Aujourd'hui le photographe qui oeuvrait sur le plateau auquel j'étais assignée était tout simplement mauvais, un éclairage moche, des compositions sans intérêt... Et puis, sur un plateau, c'est le photographe qui décide de la bande-son (parce que, vous comprenez, nous sommes des hârtistes, alors nous avons besoin d'écouter de la musique pour travailler) ; et celui-ci n'a qu'un seul, unique goût musical : la house (ou le house ? Je m'en fous). Qu'il nous a imposée, à un volume couvrant le bruit d'un karcher, pendant neuf heures d'affilée. C'est très long, neuf heures de techno-house (whatever) quand on n'est pas dans une rave ou à Ibiza et surtout, qu'on n'a pas pris d'ecstasy pour le supporter.

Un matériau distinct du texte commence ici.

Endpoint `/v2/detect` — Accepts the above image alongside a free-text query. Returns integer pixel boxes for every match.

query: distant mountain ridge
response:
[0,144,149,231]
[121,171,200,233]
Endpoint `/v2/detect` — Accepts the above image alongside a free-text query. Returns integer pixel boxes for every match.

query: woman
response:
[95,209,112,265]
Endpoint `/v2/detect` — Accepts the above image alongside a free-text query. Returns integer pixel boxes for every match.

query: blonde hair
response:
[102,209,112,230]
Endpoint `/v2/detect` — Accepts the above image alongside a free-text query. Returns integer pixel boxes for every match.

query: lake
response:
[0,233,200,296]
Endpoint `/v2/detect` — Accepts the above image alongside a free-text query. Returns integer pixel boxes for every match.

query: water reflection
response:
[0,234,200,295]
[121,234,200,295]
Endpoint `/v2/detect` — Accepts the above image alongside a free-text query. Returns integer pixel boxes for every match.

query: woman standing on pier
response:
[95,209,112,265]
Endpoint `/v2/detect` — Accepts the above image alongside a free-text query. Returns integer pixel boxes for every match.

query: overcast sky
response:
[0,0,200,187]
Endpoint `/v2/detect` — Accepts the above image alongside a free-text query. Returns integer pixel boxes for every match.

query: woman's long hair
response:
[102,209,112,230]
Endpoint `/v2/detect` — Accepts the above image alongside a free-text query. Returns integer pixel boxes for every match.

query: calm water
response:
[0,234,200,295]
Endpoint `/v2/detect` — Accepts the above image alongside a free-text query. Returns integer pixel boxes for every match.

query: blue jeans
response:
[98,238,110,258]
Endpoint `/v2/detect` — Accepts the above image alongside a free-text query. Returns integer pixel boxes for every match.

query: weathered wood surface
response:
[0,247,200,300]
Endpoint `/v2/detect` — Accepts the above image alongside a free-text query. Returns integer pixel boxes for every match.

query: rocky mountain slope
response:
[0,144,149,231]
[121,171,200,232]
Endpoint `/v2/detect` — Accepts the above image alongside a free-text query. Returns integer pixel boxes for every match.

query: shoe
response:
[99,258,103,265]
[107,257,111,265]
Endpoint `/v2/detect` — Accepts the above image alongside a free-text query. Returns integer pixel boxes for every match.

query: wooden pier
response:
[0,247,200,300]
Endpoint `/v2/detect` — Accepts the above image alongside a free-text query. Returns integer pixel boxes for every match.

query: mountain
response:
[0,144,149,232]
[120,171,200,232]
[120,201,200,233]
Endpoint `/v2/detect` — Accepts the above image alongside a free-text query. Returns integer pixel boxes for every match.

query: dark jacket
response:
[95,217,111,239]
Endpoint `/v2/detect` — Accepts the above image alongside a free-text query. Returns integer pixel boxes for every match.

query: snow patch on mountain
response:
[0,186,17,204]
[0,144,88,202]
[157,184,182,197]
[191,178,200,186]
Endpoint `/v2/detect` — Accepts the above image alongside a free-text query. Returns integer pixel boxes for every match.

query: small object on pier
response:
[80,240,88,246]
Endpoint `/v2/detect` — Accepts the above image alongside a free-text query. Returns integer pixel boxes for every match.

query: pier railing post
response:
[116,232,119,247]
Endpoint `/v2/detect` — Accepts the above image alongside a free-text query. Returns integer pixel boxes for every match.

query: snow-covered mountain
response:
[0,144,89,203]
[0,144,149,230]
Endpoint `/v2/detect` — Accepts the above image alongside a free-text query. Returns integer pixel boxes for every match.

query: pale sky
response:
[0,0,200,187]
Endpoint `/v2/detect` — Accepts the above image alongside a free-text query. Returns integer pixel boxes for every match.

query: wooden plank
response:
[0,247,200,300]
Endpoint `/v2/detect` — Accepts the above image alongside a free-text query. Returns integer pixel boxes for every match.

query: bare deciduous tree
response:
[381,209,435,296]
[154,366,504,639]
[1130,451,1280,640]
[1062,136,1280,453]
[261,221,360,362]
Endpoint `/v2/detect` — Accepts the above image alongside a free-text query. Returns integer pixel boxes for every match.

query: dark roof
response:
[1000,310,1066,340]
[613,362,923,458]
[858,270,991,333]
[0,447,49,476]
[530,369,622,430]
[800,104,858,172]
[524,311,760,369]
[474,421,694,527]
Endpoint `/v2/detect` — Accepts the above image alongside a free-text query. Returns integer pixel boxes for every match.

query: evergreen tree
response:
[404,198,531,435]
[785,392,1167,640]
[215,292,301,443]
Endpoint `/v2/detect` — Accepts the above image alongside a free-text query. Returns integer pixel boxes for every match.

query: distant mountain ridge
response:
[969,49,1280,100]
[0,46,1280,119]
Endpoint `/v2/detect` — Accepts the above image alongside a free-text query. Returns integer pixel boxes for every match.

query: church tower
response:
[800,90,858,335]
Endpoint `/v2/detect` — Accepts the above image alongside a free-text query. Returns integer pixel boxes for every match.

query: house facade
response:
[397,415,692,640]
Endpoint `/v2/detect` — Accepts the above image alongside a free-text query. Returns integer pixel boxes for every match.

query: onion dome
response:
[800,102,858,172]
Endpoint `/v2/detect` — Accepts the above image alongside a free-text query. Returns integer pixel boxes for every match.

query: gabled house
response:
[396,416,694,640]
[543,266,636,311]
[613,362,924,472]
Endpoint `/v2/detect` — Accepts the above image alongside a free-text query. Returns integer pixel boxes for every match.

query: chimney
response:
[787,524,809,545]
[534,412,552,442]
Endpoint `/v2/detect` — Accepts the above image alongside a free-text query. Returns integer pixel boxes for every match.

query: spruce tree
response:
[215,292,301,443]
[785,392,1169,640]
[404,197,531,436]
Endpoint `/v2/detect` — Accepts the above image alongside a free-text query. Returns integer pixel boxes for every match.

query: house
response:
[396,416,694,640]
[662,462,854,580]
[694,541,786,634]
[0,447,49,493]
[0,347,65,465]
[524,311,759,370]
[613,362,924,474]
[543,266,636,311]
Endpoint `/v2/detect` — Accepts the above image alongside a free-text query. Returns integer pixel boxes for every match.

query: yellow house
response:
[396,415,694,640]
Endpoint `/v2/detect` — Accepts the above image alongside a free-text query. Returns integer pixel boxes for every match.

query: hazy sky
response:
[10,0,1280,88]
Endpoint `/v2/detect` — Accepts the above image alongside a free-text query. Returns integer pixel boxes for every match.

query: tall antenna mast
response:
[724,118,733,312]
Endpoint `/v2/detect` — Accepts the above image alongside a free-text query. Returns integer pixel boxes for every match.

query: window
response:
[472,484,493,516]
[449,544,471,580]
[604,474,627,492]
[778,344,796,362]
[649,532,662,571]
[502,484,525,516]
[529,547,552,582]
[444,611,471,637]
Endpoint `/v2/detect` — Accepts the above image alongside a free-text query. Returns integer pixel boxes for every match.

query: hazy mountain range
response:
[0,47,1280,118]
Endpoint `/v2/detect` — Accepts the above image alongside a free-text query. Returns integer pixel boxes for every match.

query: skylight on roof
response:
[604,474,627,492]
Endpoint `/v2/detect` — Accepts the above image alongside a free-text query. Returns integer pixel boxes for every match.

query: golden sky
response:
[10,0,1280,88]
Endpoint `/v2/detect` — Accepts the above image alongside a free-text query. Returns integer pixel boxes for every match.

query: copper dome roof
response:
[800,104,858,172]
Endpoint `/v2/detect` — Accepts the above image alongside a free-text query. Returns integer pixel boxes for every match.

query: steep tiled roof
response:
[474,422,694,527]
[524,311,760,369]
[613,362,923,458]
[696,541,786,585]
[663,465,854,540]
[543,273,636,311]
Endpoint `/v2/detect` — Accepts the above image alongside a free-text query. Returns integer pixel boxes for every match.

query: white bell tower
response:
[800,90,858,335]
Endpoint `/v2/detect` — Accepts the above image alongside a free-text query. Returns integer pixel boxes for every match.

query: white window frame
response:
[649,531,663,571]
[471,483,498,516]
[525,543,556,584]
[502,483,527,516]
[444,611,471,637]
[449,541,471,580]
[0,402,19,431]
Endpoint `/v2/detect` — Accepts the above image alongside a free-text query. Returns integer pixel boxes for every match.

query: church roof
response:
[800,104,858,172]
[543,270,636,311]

L'assistant-plateau, le régisseur numérique, la maquilleuse, le modèle, le styliste et moi-même avons dû réfréner nos besoins de perforation mutuelle de tympans car il n'y avait pas de tisonnier dans la pièce. Il a été cependant plus difficile de tenir l'Ipod maudit à l'écart de tous les objets contondants qui me passaient dans les mains... Seul l'assistant du photographe ne bronchait pas ; peut-être à cause de son régime végétalien (il doit lui manquer des nutriments pour faire coller la myéline aux neurones) qui nous a forcés à manger de bêtes pâtes à la tomate, sans crème, à midi. Dur !

Dans l'après-midi, message de Mère : j'ai été désignée jurée d'assises (je vous avais dit que c'était original). Je m'y vois mal... bon, bref, je n'y connais pas grand-chose mais d'après ce que j'ai pu lire, il n'est pas encore certain que je serai obligée de regarder des photos de gens éventrés.

Tard, très tard, trop tard, le photographe de l'enfer est parti, à peu près au moment où le plateau d'à côté était investi par une bande de supporters du psg, ma foi très fidèles à l'image peu reluisante qu'on peut avoir d'eux. Nous sommes donc passés au heavy metal, le temps de finir de ranger notre côté... Lovely.